I’m not a traditional mystery writer, the kind with a detective or private eye, but I find mystery everywhere. For me, it starts with a character and a problem. Usually that’s it. I don’t think too much about it. If she comes back—and it’s usually a she, and she’s usually a teen, I ask why she has this problem.
In my first book, Buried, Claudine can’t find her mother. At first this is no big deal. It’s a regular thing at their house, not much of a mystery, and if it was purely plot driven the mystery of where she was could be solved pretty quickly. What made it fun to write, and challenging, was making Claudine as much a mystery as her mother and drawing it out slowly.
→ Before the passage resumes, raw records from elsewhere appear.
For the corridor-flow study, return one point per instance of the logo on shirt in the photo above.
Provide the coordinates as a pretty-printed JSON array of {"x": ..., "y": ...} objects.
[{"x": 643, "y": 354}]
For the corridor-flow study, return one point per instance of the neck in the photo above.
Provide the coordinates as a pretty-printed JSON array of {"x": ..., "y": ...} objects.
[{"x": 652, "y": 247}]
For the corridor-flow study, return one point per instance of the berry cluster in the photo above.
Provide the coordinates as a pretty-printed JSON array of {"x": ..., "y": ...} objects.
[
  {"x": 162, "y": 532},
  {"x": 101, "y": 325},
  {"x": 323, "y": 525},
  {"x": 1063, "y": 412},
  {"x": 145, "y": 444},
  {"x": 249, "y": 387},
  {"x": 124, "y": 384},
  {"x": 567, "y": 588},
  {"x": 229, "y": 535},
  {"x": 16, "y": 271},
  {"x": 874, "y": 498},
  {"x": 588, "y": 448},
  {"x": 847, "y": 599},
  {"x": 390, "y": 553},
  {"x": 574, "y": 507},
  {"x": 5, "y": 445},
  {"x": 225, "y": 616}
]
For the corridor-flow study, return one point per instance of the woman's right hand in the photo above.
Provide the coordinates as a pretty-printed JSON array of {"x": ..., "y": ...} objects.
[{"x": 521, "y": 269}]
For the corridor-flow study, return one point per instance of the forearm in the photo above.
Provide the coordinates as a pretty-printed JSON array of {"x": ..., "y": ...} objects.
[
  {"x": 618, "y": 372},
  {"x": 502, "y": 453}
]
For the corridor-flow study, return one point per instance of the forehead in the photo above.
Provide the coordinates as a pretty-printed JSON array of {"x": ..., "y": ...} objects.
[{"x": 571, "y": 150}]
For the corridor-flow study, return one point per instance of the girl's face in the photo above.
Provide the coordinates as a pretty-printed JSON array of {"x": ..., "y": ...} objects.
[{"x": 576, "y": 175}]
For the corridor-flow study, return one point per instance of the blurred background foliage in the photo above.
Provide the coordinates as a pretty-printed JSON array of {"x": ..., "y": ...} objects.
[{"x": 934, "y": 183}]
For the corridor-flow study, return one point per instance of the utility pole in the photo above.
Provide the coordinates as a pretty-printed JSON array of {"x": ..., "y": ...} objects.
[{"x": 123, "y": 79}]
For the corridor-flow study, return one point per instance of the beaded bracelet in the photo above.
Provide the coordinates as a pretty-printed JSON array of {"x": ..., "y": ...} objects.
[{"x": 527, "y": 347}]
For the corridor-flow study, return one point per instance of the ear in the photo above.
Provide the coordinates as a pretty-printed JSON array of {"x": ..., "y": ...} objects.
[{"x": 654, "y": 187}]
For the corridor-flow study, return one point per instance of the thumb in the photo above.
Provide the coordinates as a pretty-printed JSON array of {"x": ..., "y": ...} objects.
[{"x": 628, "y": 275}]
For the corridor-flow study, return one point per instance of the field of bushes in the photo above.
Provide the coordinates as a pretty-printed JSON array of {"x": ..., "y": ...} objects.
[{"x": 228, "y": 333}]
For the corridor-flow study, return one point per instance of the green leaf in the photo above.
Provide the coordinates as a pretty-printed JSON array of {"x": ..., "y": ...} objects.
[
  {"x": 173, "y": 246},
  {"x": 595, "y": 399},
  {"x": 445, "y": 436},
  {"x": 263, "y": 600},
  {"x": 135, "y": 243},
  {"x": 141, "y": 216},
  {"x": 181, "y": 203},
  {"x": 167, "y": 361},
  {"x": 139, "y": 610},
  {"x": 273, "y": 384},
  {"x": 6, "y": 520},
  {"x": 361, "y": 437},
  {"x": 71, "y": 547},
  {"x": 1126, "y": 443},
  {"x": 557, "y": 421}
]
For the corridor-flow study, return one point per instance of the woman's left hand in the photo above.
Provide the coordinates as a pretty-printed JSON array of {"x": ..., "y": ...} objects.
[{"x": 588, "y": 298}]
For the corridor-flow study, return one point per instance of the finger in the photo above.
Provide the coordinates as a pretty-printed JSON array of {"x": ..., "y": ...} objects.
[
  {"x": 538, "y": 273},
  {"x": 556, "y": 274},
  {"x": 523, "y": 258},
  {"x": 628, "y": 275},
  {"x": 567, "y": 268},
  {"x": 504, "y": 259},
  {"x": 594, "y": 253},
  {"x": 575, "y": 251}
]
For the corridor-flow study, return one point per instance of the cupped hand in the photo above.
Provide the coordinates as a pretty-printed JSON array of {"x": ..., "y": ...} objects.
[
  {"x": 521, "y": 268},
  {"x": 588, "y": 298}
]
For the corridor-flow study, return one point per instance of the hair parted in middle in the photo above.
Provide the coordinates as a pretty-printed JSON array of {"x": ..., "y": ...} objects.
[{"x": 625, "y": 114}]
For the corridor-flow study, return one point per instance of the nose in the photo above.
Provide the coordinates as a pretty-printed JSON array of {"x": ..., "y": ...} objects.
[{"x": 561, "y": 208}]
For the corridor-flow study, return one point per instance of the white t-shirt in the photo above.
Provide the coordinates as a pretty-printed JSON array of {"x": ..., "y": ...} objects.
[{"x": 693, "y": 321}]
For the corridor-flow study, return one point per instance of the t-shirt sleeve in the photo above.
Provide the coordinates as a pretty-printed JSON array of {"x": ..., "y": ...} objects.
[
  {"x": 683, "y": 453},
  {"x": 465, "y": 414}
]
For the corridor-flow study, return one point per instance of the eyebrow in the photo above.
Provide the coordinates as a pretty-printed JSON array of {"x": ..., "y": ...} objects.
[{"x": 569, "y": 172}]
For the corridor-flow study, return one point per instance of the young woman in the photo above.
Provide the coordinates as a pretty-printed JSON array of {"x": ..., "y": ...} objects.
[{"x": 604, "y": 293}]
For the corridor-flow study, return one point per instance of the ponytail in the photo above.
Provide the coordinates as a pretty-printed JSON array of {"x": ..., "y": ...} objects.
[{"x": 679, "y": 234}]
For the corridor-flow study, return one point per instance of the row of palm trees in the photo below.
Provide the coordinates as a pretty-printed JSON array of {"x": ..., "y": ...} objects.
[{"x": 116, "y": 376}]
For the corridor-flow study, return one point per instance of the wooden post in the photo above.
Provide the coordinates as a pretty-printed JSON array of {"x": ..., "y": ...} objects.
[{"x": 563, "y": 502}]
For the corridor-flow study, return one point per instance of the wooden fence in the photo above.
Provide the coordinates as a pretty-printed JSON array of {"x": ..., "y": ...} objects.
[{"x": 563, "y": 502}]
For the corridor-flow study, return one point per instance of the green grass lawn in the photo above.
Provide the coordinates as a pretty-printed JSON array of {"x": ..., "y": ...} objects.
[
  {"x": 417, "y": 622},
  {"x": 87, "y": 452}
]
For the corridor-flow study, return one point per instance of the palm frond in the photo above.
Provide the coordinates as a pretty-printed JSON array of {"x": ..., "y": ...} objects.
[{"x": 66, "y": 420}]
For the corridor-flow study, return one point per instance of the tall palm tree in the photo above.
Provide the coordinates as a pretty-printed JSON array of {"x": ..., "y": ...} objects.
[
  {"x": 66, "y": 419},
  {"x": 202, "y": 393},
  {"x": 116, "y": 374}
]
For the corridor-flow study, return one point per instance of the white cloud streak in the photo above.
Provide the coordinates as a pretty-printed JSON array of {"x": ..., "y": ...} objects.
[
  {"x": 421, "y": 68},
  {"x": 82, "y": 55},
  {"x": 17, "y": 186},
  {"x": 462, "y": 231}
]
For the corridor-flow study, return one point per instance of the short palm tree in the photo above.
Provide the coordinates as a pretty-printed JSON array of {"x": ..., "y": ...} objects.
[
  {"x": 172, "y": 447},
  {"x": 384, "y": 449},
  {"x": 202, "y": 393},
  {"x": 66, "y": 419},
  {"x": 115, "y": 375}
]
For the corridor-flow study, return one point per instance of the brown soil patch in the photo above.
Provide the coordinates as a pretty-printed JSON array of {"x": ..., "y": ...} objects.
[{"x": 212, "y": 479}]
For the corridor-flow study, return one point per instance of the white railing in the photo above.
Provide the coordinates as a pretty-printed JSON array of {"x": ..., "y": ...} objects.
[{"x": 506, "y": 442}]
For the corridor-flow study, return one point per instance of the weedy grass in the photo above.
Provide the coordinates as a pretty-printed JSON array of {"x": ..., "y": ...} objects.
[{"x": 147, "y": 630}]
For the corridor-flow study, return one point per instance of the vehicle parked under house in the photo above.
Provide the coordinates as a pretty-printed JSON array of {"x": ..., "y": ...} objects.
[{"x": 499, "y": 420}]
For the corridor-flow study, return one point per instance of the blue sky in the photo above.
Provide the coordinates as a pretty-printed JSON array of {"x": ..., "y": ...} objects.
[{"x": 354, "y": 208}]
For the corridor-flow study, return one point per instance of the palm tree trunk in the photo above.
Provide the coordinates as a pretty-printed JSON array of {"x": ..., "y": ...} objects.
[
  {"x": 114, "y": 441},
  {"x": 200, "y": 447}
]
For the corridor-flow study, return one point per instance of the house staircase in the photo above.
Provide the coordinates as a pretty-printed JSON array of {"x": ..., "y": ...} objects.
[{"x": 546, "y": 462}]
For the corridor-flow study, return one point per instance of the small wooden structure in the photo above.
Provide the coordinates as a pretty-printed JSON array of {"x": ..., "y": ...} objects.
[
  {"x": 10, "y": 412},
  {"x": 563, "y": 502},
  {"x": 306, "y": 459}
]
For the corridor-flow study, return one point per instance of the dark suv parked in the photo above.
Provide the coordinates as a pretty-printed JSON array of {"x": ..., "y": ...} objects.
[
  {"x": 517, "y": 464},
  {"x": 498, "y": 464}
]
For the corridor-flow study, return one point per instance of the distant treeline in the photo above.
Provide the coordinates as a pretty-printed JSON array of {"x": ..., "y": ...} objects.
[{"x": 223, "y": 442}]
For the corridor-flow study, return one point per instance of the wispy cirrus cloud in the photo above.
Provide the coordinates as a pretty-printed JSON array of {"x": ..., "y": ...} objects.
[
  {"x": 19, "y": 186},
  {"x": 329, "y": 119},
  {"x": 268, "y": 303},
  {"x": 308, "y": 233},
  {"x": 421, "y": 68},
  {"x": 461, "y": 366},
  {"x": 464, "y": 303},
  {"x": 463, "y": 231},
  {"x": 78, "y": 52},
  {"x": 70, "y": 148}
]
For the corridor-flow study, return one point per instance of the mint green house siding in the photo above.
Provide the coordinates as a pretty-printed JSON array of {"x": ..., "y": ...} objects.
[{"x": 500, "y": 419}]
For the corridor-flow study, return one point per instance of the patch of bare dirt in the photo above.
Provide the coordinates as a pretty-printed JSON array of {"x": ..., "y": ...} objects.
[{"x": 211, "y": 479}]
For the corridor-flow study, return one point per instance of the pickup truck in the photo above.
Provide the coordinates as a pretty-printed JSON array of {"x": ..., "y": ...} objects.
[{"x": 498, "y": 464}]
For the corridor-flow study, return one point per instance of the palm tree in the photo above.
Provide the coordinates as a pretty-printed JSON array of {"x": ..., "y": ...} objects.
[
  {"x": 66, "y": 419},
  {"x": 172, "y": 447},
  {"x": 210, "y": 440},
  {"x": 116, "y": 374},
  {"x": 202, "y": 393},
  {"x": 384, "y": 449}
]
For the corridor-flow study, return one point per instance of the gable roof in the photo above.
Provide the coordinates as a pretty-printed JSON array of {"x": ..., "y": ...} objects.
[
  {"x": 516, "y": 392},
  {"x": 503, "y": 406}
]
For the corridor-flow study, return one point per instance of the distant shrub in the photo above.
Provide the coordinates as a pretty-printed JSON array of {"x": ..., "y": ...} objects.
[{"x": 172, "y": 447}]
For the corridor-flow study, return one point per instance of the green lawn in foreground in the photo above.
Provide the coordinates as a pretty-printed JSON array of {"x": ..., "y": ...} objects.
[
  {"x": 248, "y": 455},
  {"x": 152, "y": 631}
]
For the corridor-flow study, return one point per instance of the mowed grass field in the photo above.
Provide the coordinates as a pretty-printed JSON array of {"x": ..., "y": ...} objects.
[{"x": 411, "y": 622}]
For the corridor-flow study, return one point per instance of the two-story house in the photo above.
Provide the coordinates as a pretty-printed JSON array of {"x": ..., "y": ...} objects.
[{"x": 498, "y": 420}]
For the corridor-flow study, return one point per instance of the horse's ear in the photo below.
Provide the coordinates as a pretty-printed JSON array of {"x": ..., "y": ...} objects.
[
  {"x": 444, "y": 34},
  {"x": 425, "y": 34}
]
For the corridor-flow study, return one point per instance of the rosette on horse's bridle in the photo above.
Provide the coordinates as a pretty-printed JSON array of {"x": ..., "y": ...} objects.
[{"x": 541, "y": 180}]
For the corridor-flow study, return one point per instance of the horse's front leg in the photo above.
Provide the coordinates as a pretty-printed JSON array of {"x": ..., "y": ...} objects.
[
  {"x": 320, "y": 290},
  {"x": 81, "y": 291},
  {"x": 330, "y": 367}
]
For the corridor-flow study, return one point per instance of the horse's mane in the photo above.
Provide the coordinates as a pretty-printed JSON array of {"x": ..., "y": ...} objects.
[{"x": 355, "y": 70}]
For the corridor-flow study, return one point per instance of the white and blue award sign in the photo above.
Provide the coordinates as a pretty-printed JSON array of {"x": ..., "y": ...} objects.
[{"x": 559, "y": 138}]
In my second book, A Lie For A Lie, Kendra sees something that she shouldn’t see, and she can’t accept it. The mystery for her is whether or not what she sees is true, and if so, what does she do with this new information.
Mystery is everywhere. It’s not only in the plot details, but also in the character’s details and especially in the “whys” of the character. I know I’m hooked by a new story when I can’t stop talking to a character. In Kendra’s case it began with an interview. The simple problem of seeing her father with a woman who was not her mother brought on questions, but continued in a long conversation about how she felt, if she even cared, what she’d do, or not do about it, why would she confront, or not confront him, and how this affected her life immediately.
How Kendra answered these questions revealed her character flaws and this tightened the plot when it was clear that she had an ongoing anxiety disorder and a love interest.
Making sure to marry the character’s traits, both her weaknesses and potential strengths, to a staggering problem that challenges her is the only rule I follow now. Finding mystery in the “whys” is the story.